After making painting the base coat of silver, olive drab, yellow wingtips, and insignia and markings and touching it up to look perfect, let’s mess it up! Here are some shots before the weathering begins:
Looks straight off the factory floor, .... B-O-R-I-N-G!
First I distress the markings by rubbing them with FINE steel wool. This really does a lot of work for you IF the detail is there under the paint. Rivets pop through, panel lines show wear and the color dulls down a bit. It also takes the ridges off the paint from the masking tape borders. In short, makes it look REAL. For very little "elbow grease".
Close up of the lettering on the wing. Rivets clearly show through the flat black paint and if a bit of the black wears down and the aluminum shows through? Well, that happened on the full scale as well as they aged.
For aluminum paint, I’ve found one of the easiest and most effective ways to weather it is to use plain old graphite, more commonly known as PENCIL. “What?! Use pencil to paint on an aircraft? It will come off, it won’t last... oh the humanity!” Relax. The positives of using pencil are that it is extremely easy to use, and fool-proof! If you mess-up, just ERASE it! What about durability? The 7 year old P-47 and 4 year old P-51 have pencil weathering and it is still there. No protective coating at all. If you rub on it, the graphite will come off, sometimes on your fingers, but it won’t come completely clean off from the aircraft. Even if it does, it is no big deal to reapply it. The graphite seems to go into the fine grain of the paint. I didn’t believe it myself until I used it, but pencilI IS surprisingly durable!
My 7 year old P-47, pencil weathering still intact and NO CLEAR COAT!

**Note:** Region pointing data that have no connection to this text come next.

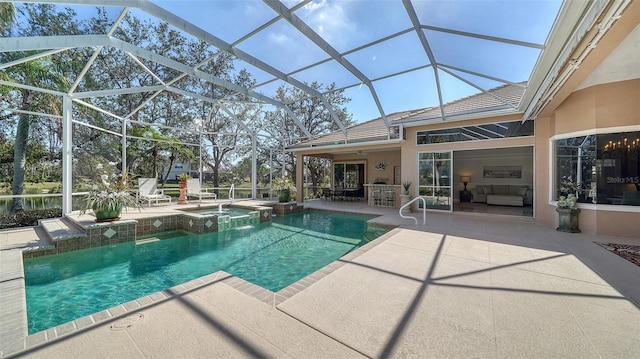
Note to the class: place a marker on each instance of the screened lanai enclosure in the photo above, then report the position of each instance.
(221, 89)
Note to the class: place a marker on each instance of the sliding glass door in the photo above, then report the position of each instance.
(434, 179)
(348, 175)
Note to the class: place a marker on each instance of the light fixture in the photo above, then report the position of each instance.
(465, 180)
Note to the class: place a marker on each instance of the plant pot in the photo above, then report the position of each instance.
(568, 220)
(404, 199)
(182, 199)
(284, 196)
(107, 214)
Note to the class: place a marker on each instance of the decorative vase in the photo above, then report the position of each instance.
(404, 199)
(183, 192)
(568, 220)
(107, 214)
(284, 196)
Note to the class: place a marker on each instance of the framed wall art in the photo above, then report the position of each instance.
(502, 172)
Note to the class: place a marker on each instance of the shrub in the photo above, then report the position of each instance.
(28, 218)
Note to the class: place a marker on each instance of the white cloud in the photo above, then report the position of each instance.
(278, 37)
(330, 19)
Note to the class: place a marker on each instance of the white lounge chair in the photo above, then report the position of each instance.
(148, 191)
(195, 190)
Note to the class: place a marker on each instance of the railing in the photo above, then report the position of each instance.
(424, 210)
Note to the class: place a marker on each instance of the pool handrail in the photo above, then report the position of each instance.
(424, 210)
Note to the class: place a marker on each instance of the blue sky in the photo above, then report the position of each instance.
(348, 25)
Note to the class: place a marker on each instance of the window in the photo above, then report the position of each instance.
(603, 168)
(434, 171)
(477, 132)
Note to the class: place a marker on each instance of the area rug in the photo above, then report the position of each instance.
(626, 251)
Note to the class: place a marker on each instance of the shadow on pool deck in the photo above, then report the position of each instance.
(461, 286)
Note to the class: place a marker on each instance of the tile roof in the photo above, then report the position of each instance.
(499, 98)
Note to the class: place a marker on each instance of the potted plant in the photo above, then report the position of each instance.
(568, 214)
(405, 197)
(182, 184)
(284, 187)
(182, 179)
(406, 186)
(109, 196)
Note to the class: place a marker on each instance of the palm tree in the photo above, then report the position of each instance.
(7, 16)
(38, 73)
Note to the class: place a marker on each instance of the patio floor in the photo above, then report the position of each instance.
(461, 286)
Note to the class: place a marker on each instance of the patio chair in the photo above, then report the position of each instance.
(148, 191)
(195, 190)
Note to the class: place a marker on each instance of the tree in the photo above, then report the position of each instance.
(311, 112)
(7, 17)
(226, 125)
(42, 72)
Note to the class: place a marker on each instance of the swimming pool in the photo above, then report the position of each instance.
(273, 255)
(225, 211)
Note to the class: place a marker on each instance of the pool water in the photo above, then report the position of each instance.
(67, 286)
(226, 211)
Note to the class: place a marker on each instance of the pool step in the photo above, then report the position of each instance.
(58, 229)
(147, 240)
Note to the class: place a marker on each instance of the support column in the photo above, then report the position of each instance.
(254, 163)
(67, 156)
(299, 178)
(123, 141)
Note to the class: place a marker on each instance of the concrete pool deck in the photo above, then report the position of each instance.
(462, 286)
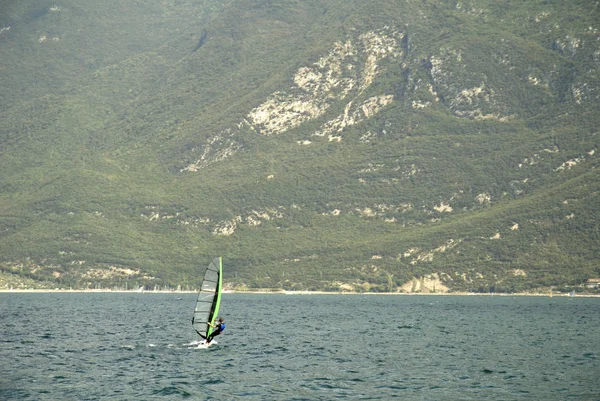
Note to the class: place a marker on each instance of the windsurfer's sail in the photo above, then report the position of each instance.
(209, 299)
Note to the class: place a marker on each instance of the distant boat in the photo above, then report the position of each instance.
(209, 299)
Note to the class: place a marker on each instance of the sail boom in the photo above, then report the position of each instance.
(207, 305)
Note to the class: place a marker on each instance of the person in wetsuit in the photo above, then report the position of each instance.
(218, 329)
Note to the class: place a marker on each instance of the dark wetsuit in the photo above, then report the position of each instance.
(216, 332)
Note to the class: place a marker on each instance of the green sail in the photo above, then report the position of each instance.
(209, 299)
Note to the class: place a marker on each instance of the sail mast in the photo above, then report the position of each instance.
(209, 298)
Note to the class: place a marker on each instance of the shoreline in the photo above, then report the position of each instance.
(283, 292)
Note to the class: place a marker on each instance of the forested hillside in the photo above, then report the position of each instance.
(335, 145)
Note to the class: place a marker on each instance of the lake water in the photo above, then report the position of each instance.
(103, 346)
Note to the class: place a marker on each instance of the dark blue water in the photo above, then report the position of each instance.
(102, 346)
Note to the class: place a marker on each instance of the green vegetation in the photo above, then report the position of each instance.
(464, 155)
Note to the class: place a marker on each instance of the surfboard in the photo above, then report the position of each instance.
(207, 305)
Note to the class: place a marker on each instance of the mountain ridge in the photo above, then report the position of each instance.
(389, 143)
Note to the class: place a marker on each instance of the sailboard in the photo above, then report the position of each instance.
(209, 299)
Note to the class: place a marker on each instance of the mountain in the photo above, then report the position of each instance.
(316, 145)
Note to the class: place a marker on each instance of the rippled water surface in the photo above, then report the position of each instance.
(102, 346)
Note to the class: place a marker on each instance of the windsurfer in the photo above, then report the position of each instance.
(219, 327)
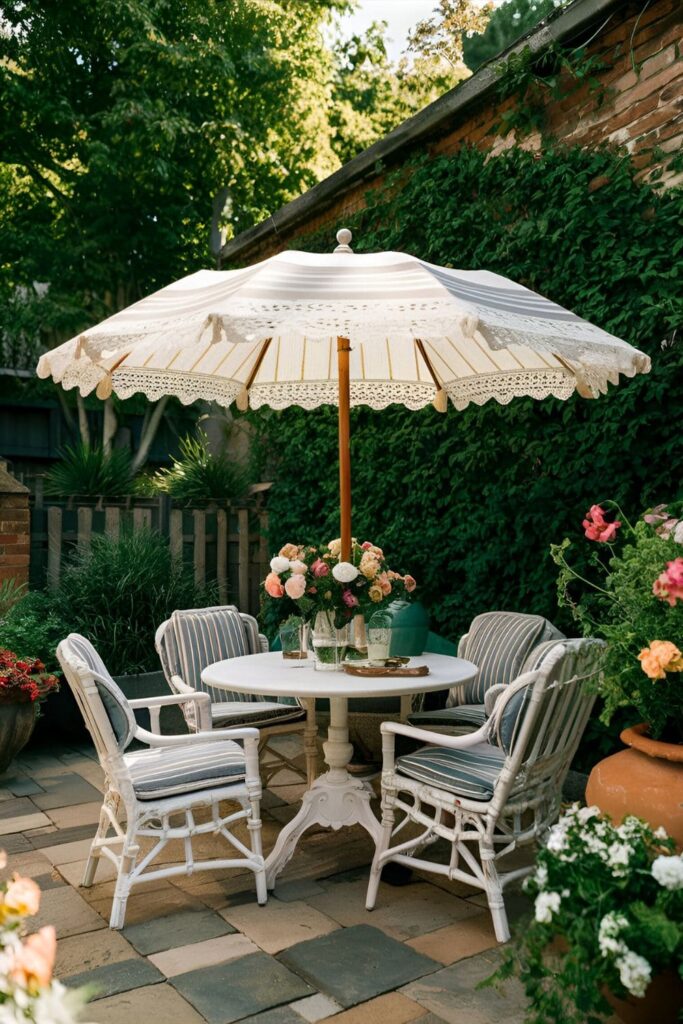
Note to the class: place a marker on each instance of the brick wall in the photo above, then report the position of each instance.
(14, 528)
(639, 111)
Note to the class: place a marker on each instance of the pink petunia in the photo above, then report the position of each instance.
(600, 524)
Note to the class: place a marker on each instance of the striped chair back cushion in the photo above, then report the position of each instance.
(499, 643)
(202, 637)
(114, 699)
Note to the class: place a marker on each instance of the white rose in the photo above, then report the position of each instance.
(669, 871)
(635, 972)
(344, 572)
(545, 906)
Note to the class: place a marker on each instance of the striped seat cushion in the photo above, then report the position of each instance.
(472, 715)
(254, 713)
(470, 773)
(167, 771)
(499, 643)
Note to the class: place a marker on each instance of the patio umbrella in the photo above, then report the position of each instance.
(349, 329)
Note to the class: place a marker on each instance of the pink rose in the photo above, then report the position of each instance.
(600, 524)
(32, 964)
(273, 585)
(669, 585)
(296, 586)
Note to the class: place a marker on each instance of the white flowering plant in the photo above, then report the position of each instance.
(308, 579)
(607, 916)
(29, 993)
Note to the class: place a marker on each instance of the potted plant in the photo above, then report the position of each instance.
(632, 595)
(28, 990)
(330, 593)
(24, 683)
(607, 927)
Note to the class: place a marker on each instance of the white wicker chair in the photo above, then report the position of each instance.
(497, 788)
(195, 638)
(155, 793)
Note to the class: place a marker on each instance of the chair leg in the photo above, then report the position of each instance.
(495, 893)
(254, 826)
(94, 855)
(126, 865)
(381, 847)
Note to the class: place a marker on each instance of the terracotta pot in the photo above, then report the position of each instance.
(16, 722)
(659, 1005)
(645, 780)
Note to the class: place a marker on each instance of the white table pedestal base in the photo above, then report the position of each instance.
(335, 800)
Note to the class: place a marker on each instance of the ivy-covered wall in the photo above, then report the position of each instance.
(469, 502)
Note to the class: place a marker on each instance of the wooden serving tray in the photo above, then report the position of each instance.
(367, 670)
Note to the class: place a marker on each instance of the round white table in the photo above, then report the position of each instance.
(336, 799)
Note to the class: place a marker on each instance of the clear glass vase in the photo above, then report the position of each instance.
(328, 644)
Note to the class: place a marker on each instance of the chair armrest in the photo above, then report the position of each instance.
(492, 695)
(195, 738)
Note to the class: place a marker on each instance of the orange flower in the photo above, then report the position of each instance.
(33, 963)
(662, 656)
(22, 898)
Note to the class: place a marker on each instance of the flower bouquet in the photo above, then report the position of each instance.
(28, 990)
(312, 582)
(608, 919)
(632, 595)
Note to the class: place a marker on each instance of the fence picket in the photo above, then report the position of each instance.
(53, 547)
(200, 547)
(221, 554)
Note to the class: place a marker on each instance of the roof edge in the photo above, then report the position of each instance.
(421, 126)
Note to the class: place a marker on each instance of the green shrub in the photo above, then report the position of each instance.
(87, 471)
(199, 476)
(120, 591)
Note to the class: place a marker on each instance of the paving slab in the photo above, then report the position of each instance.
(403, 912)
(181, 929)
(390, 1009)
(65, 788)
(276, 926)
(154, 1004)
(90, 950)
(199, 954)
(355, 964)
(453, 995)
(315, 1008)
(458, 941)
(241, 988)
(68, 911)
(118, 977)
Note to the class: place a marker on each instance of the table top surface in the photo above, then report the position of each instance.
(271, 675)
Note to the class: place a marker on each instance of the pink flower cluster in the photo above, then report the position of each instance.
(600, 524)
(669, 585)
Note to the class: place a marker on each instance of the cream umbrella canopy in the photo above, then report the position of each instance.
(349, 329)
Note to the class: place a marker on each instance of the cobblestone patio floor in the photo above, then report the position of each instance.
(199, 948)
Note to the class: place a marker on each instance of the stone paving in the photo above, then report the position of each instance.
(200, 949)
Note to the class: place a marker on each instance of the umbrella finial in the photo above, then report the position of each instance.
(343, 238)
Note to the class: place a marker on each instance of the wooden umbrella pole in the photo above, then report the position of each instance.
(343, 349)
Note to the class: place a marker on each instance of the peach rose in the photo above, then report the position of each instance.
(370, 564)
(295, 586)
(273, 585)
(33, 963)
(662, 656)
(22, 898)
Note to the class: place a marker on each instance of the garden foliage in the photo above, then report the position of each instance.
(483, 493)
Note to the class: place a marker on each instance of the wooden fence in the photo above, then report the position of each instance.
(226, 546)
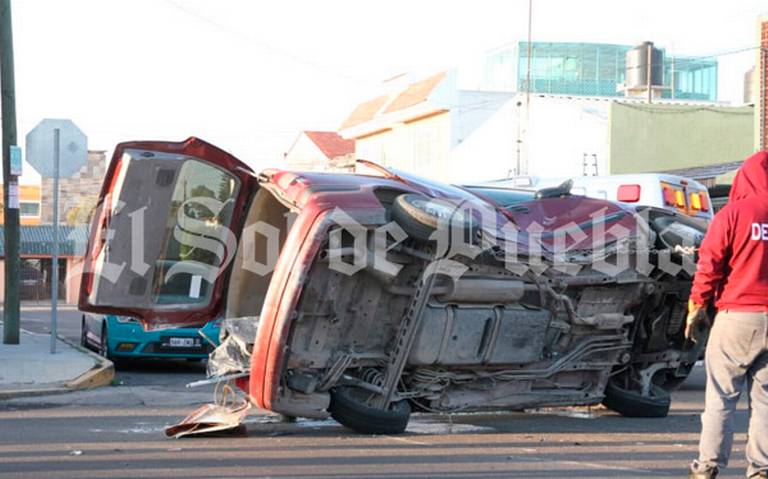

[Technique] First SHADE the area to be weathered (in and around panel lines, stitching, etc) don’t press down hard, but lightly shade the pencil on. Then with your finger rub it into the paint, smoothly blending it out. I always try to emphasize shadows by shading where there would be shadows from the details. UNDER a panel line, Under the rib stitching, under a hatch line. Never on TOP. (As a general rule: Shade from top to bottom and front to back.)
Why do this shading?? What we are doing is trying to make the small size aircraft look bigger, by creating shadows and slight graduations where they appear on the full scale aircraft but aren’t on the model because the model isn’t physically big enough to cast as DENSE a shadow. Hope that makes sense because it hurt my brain to write it.
Does it work? The rudder, Before and After.
I use a mechanical pencil for tighter areas of detail like hatches. Oh, and just any old pencil will get the job done. I picked up the carpenter's pencil just because that was what I had handy, but it does work well on broad areas.
On the leading edge of the horizontal stab, you can see that I got some graphite in front of the line. Remember to shade the bottom of a line or behind the leading edge. All weathering on a model should be UNDER or BEHIND the line. Rarely in front of or on top of. Since this is pencil, I will just ERASE it. A kneaded eraser (can be picked up at art stores). Most erasers will work pretty well, but once in a while they "skid" and make a blacker mark than was there in the first place. The kneaded eraser does a "softer" job.
An overall view and a few detail shots. It took about 3 hours to go over all the detail on the fuse and tail.
By the way, it is hard to photograph this effect with the aluminum. Lots of shine but I picked the photos that best exhibited the effect.
Pencil looks great on aluminum, is cheap, durable, if it does wear off, it is easily reapplied and NO AIRBRUSH to clean!!!